Bruno Ducret en Trio ‘Catastrophes’ au Triton

Un projet tout neuf, après un tour de chauffe en décembre dernier à l’Atelier du Plateau. Un trio à cordes d’une nomenclature plutôt inusitée : deux violoncelles et une contrebasse

photo Maxim François

Bruno Ducret et Fanny Lasfargues sont deux personnalités familières pour le monde du jazz et de son entour 

photo Maxim François

La violoncelliste québécoise Émilie Girard-Charest, formée à Montréal puis à Lyon, est plus souvent sur les scènes de musique contemporaine

photo Maxim François

L’idée conductrice de ‘Catastrophes’, c’est un répertoire à entrées multiples, qui bifurque au fil du concert, en fondu enchaîné d’un thème à l’autre, avec des choix pluriels selon le schéma ci-dessous,distribué au public, et avec des espaces d’improvisation

CATASTROPHES’

Bruno Ducret & Émilie Girard-Charest (violoncelles, voix), Fanny Lasfargues (contrebasse, voix)

Les Lilas, Le Triton, 7 mars 2026, 20h30

photo Maxim François

Le concert commence par un ostinato rythmique des deux violoncelles, tandis que la contrebasse suit une autre voie.

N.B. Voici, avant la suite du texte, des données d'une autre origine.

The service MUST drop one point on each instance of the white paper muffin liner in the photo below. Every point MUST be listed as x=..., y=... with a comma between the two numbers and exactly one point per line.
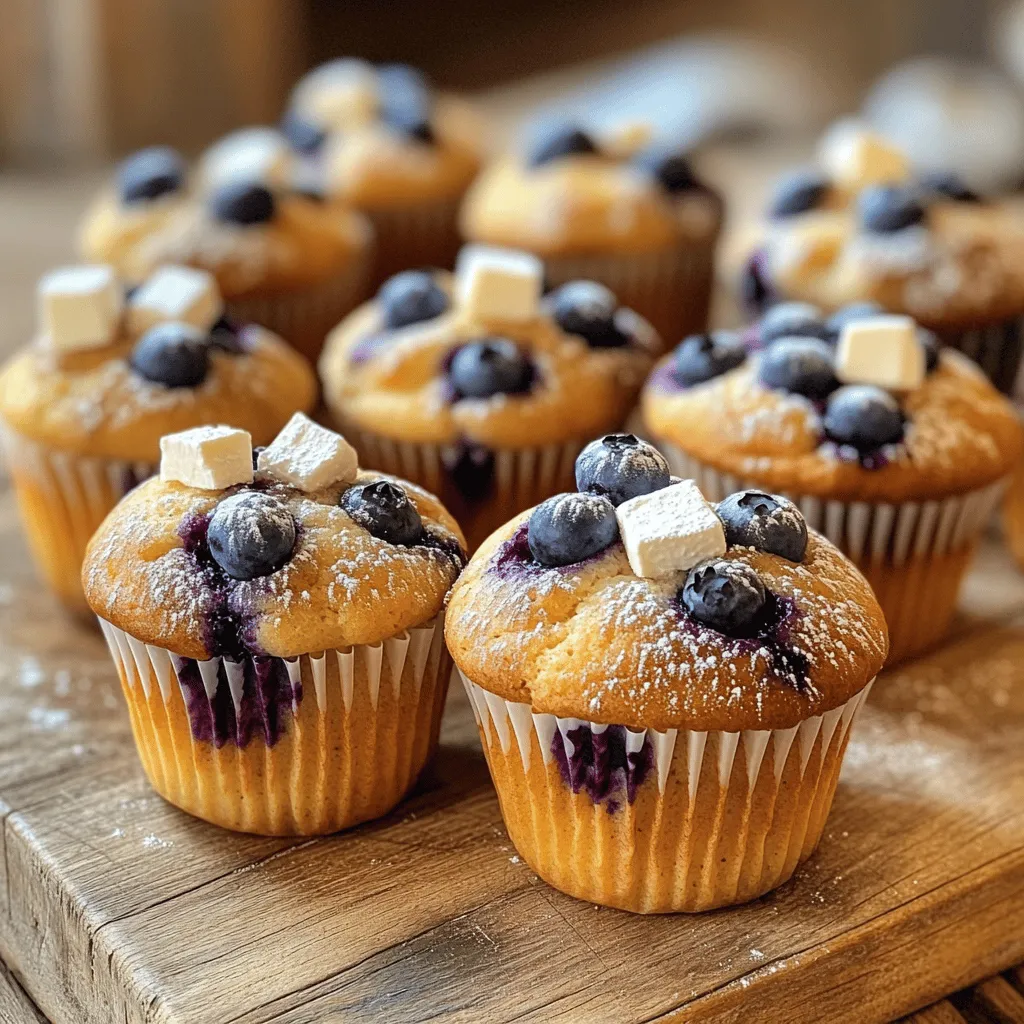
x=363, y=722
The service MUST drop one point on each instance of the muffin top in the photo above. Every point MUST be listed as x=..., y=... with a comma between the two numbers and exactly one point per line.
x=481, y=357
x=381, y=137
x=567, y=194
x=107, y=377
x=637, y=603
x=305, y=554
x=857, y=407
x=860, y=226
x=251, y=214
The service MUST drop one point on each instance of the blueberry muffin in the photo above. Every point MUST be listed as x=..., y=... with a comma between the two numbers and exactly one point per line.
x=896, y=449
x=626, y=212
x=477, y=389
x=276, y=629
x=387, y=145
x=665, y=688
x=862, y=227
x=282, y=257
x=84, y=404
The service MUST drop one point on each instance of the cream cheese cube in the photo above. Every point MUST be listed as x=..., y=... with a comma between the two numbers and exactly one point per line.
x=209, y=458
x=308, y=457
x=80, y=306
x=670, y=530
x=881, y=350
x=499, y=284
x=176, y=293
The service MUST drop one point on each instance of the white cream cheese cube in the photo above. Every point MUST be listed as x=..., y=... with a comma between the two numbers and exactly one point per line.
x=881, y=350
x=670, y=530
x=176, y=293
x=499, y=284
x=209, y=458
x=308, y=456
x=80, y=306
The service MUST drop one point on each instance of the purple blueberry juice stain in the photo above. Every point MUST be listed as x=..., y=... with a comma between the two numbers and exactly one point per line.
x=600, y=764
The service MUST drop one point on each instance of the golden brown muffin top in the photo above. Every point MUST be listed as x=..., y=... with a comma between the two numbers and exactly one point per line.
x=397, y=381
x=572, y=195
x=594, y=641
x=148, y=570
x=960, y=433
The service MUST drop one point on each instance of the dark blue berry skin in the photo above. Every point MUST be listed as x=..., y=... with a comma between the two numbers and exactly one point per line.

Puis un seul maintient la pulsation, tandis que d’autres chemins s’esquissent chez les musiciennes. Une douce consonance chambriste s’installe, alors que progressivement des tensions harmoniques entraînent la musique vers les dissonances. Le consonant, c’est le plaisir ; le dissonant c’est la jouissance. Un peu comme lorsque Thelonious Monk écrase simultanément le do et le do dièse : un frisson canaille s’empare de nous. Consonance et dissonance se côtoient, se jaugent, s’affrontent et s’unissent le cas échéant : c’est la vie même. Et la voix se joint aux instruments : chant, cris, vociférations gutturales…. La palette s’étoffe. Et toujours le soin jaloux de la musique, ouvragée avec précision, et passion. On parcourt une foule d’univers, de modes de jeu et de fantaisies. Nulle catastrophe dans ces rebonds et bifurcations, rien que le plaisir du jeu, et pour nous celui de l’écoute. Nulle catastrophe au sens tragique. Mais plutôt le dénouement, ou le retour vers la source d’un cycle. Quelque sens que nous donnions à ce mot, je retiens que ce concert nous a réjouis par ses subtilités, ses audaces et ses surprises : ce n’est pas ‘la cata’ : c’est un pur bonheur.